O regime de Saigon estabeleceu 176 prisões distritais e 44 provinciais. Thu Duc serviu para presas políticas. Em Con Dao, as mulheres ficavam acorrentadas em “jaulas de tigre”, forçadas a comer, dormir e evacuar/urinar no mesmo lugar. Também eram agredidas, eletrocutadas e queimadas. Apesar de tudo, sempre reivindicavam melhores condições prisionais. Em 1969, pediram permissão para vivenciar o luto pela morte de Ho Chi Minh e, após o Acordo de Paris, de 1973, lutaram por sua liberação.

Nas frentes de batalha ou nas zonas liberadas, os hospitais militares contavam com muitas médicas e enfermeiras, cujo papel não se limitava apenas aos primeiros-socorros, remoção e enfermaria, mas incluía, frequentemente, a realização de cirurgias complexas. Ademais, muitas vezes compartilhavam a sua ração alimentar com os feridos em condições de extrema dificuldade – seja em tendas improvisadas, seja em trincheiras. Nas zonas ocupadas, trabalhavam no subsolo, levando instrumentos médicos e remédios às tropas revolucionárias.

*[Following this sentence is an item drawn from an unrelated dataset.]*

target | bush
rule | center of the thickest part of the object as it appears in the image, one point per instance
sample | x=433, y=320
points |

Em reconhecimento ao relevante e fundamental papel feminino nas guerras de libertação nacional, em 24 de setembro de 1994 o Comitê Permanente da Assembleia Nacional instituiu o mérito de “Mães heroicas do Vietnã” às mulheres que perderam mais de dois filhos, ou seu filho único, ou seu marido, ou a sua própria vida (foto 11). Em dezembro de 2008, cerca de 50 mil vietnamitas receberam a honraria, muitas delas de forma póstuma, além da concessão de pensões às suas respectivas famílias.

Foto 11 – Mães dando adeus aos filhos que partiam para o campo de batalha (1966)

Fonte: Museu da Mulher Vietnamita (16 jan. 2024)

Após a reunificação do país, em 1975, a União das Mulheres Vietnamitas tem constantemente inovado e diversificado as suas atividades, seja pela elaboração de movimentos para promover as conquistas femininas, seja na formulação de políticas que possam auxiliar as mulheres e implementar programas nacionais com foco na equidade de gênero. A instituição, que conta com cerca de 18 mil membros (dado de 2020), está comprometida em incrementar a capacidade, qualificação e renda das mulheres de todos os níveis sociais, contribuindo, dessa forma, para o desenvolvimento do país.


Notas:

[1] Salvo informação em contrário, os dados quantitativos expostos neste capítulo foram extraídos do Museu da Mulher Vietnamita (16 jan. 2024).

[2] A tradição da participação feminina na defesa do Vietnã vem de longa data. No ano 40 D.C., as irmãs Trung lideraram a batalha contra os Han, da China. Trung Trac se autoproclamou rainha e tornou Me Linh a capital. No século III, a jovem Trieu Thi Trinh, com 23 anos, lutou contra a opressão dos Wu, também da China. No século X, a imperatriz Duong Van Nga sacrificou a sua linhagem no poder em prol do interesse nacional e entregou o poder ao general Le Hoan, que fundou a Dinastia Le e derrotou os Song em 981. Mais tarde, a rainha Y Lan projetou o desenvolvimento de plantações de amoreiras para a fabricação de seda e libertou as mulheres da prática de harém. Em 1593, Nguyen Thi Due participou dos exames reais utilizando uma falsa identidade masculina. Tornou-se a primeira mulher laureada com o título de doutora. Em 1789, a general Bui Ti Xuan, comandante-em-chefe e esposa do monarca Quang Trung, brecou a invasão Qing.